現在の北タイはタイ王国の一部であるが、二〇世紀前半まで「百万の田」を意味するラーンナー王国として長らく独自の文化を守ってきた。そして、それは今も北タイに通底しており、古都チェンマイに漂う独特な雰囲気はそれゆえである。
著者ウッド氏は1895年に大英帝国のアジア通訳士試験に合格して、翌86年に18歳でタイ王国のバンコクへ派遣された。第一希望は東京だったというが、東京に派遣されていたら、第二のラフカディオ・ハーンになっていただろう。異国の地に放り込まれるということは、毎日が驚異の連続である。既存の価値観では計り知れないことが日々起こり、分からぬままに翻弄され、興味をかき立てられ、記録に残さずにはいられない。本書はウッド氏が英国領事館員としてタイ、とくに北タイ滞在中に収集した実話や伝承からなる短編集である。

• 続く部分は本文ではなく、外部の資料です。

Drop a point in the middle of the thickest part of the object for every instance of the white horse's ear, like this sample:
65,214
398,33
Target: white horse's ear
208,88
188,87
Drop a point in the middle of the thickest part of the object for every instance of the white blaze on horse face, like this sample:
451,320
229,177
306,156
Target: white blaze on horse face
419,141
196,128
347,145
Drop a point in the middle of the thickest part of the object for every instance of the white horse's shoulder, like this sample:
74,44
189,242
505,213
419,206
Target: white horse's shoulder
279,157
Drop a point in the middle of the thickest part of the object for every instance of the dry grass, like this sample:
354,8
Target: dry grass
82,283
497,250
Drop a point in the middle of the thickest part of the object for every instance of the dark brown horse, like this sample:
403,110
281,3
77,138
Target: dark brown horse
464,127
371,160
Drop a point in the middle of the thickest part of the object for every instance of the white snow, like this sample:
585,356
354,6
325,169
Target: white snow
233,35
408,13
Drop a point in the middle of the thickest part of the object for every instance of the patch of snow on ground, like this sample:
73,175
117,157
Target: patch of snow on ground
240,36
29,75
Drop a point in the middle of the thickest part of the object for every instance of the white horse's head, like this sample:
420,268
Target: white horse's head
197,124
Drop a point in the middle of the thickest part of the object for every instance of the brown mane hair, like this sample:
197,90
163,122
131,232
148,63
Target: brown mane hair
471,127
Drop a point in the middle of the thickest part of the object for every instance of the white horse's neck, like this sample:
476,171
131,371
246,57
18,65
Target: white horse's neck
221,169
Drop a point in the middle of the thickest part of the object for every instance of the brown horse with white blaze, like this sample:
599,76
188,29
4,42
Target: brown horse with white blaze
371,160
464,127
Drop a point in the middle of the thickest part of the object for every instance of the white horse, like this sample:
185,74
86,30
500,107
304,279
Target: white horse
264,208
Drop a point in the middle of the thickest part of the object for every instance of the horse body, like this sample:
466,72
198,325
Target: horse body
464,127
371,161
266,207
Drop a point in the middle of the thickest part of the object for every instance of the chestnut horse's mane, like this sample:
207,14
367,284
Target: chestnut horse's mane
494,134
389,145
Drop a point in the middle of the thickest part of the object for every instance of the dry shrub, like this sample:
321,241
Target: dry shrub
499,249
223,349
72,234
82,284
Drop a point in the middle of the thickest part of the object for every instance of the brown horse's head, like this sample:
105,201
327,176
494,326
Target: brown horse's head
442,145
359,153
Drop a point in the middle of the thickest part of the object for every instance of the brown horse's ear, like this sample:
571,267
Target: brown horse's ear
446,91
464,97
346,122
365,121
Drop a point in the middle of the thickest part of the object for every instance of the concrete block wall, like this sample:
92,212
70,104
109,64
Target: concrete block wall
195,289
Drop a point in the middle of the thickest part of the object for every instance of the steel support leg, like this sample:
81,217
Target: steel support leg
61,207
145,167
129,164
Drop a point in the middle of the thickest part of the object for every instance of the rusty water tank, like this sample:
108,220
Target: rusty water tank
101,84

だからそれだけでも十分面白い。
たとえば第2話「緑蓮(ブアキアオ)」では、恋人を奪われた使用人セーン青年が救いを求めて出家するが、その同じ寺院に恋敵も一時僧として入門してくる。二人の確執は殺人という悲劇に至るが、その本当の理由は……。実話である。第4話「魚に餌をやる」は千年もの間、神聖と崇められていたチェンダオ洞窟の鯉を釣って食べた男の話。彼はどのようにして贖ったのか。第14話「独りになれない男」は視察旅行で蛭のように一時も離れず彼にへばりつく従者インソム青年がかき消すようにいなくなってしまった事件の顛末。第15話「ネズミとサファイア」はパイリン鉱山で大きなサファイア原石を若い幼い採掘者から奪い取った悪漢親子が互いを信じられぬままに原石を失い、思わぬ形で原石が再び現れる話。第21話「プミア」はタイに伝統的に存在したプミアと呼ばれる女装する男性のムアン・チョムプー氏がときに男性ときに女性になる話などなど。ウッド氏は軽快な筆さばきで彩り豊かな世界を記している。

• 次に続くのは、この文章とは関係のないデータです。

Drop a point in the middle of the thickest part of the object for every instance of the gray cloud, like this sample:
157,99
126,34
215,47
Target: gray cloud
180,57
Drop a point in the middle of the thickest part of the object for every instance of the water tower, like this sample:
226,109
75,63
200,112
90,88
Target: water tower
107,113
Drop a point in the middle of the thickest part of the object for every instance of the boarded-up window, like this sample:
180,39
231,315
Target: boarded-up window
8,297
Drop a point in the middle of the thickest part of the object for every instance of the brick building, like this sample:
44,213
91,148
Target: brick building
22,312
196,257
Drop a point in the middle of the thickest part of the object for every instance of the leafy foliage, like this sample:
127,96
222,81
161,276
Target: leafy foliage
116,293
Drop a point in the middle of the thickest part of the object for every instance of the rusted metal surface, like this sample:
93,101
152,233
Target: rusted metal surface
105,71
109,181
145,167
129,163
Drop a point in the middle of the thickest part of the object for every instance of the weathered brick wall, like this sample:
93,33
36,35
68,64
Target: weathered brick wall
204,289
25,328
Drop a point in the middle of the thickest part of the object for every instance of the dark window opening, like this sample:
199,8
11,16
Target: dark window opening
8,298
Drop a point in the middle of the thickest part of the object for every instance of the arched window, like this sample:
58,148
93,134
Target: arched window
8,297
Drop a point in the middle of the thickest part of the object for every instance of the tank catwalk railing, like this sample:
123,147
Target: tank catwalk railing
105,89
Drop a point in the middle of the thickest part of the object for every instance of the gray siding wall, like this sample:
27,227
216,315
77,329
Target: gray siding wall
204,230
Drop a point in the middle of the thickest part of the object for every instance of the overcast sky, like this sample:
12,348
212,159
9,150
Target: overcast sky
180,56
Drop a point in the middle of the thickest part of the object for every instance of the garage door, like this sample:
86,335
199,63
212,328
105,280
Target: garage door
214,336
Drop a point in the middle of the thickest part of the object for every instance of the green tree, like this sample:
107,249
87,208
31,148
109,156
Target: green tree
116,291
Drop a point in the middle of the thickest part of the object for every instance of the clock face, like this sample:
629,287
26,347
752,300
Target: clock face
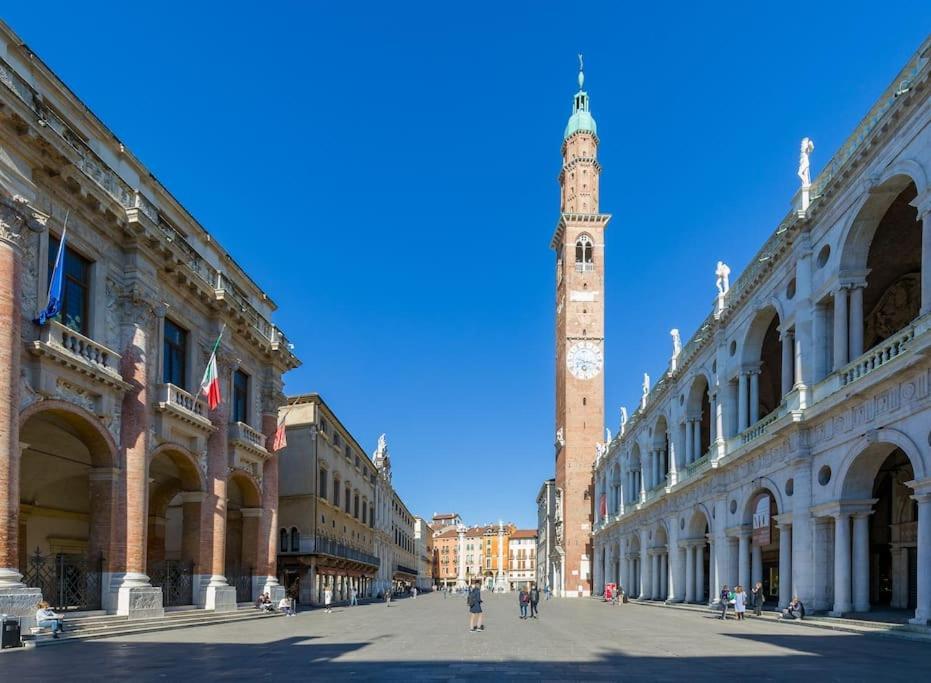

コミュニケーション手段が画期的に進歩した今日でも異文化で暮らすと異界観がある。そしてその異界観は現地の人には分からない。なぜならそれが「当たり前」だからである。文化人類学ではそこで生じる違和感を手がかりに文化理解を試みる。なぜこうなのだろうかを考えるのである。後半の「解説 英国人領事官が見た民衆・社会・文化」ではウッド氏のお話からそれらを読み解いている。以下が目次である。
1. タイ、シャム、ラオ、シャン
2. ラーンナー王国
3. 交通
4. 二つの仏教
5. チェンダオ洞窟
6. 寺院の構造
7. 聖なる生き物たち
8. 精霊信仰
9. 恋愛と結婚と家族
10. 第三の性
11. サファイアとルビー鉱山
12. 薬物の流通
目次から分かるように、タイに関する民族呼称の説明から始まり、政治、経済、宗教、親族、歴史と解説している。たとえば、第2話「緑蓮(ブアキアオ)」を読み解くなら解説4「二つの仏教」を、そこにはタイ仏教と異なる北タイ独自のユアン仏教が紹介されている。第4話「魚に餌をやる」なら解説5「チェンダオ洞窟」を、そこには仏陀、天人、仙人、僧侶、精霊、悪霊、それに憑かれた人間まで引きつけるチェンダオの聖性が記されている。そのようにたとえば第14話「独りになれない男」なら解説8「精霊信仰」を、第21話「プミア」なら解説10「第三の性」を読めば現代へとつながる背景が見えてくる。さらに解説11「サファイアとルビー鉱山」では、パイリンという地名が現代タイ語の「サファイア」という単語になっているというトリビア的知識も加えられている。それもまた楽しい。
だから本書には二つの読み方がある。一つはタイの怪奇伝を純粋に楽しむ読み方で、近代合理とは異なる当時の奥深い世界観を楽しむことができる。もう一つは北タイが育む独自の文化を学ぶテキストとしての読み方である。読み進めているうちに北タイの文化や社会を深く学ぶことができるようになっている。筆者としては、北タイについてこれほど詳しく解説しているものをみたことがないので、専門書としても十分活用できると考えている。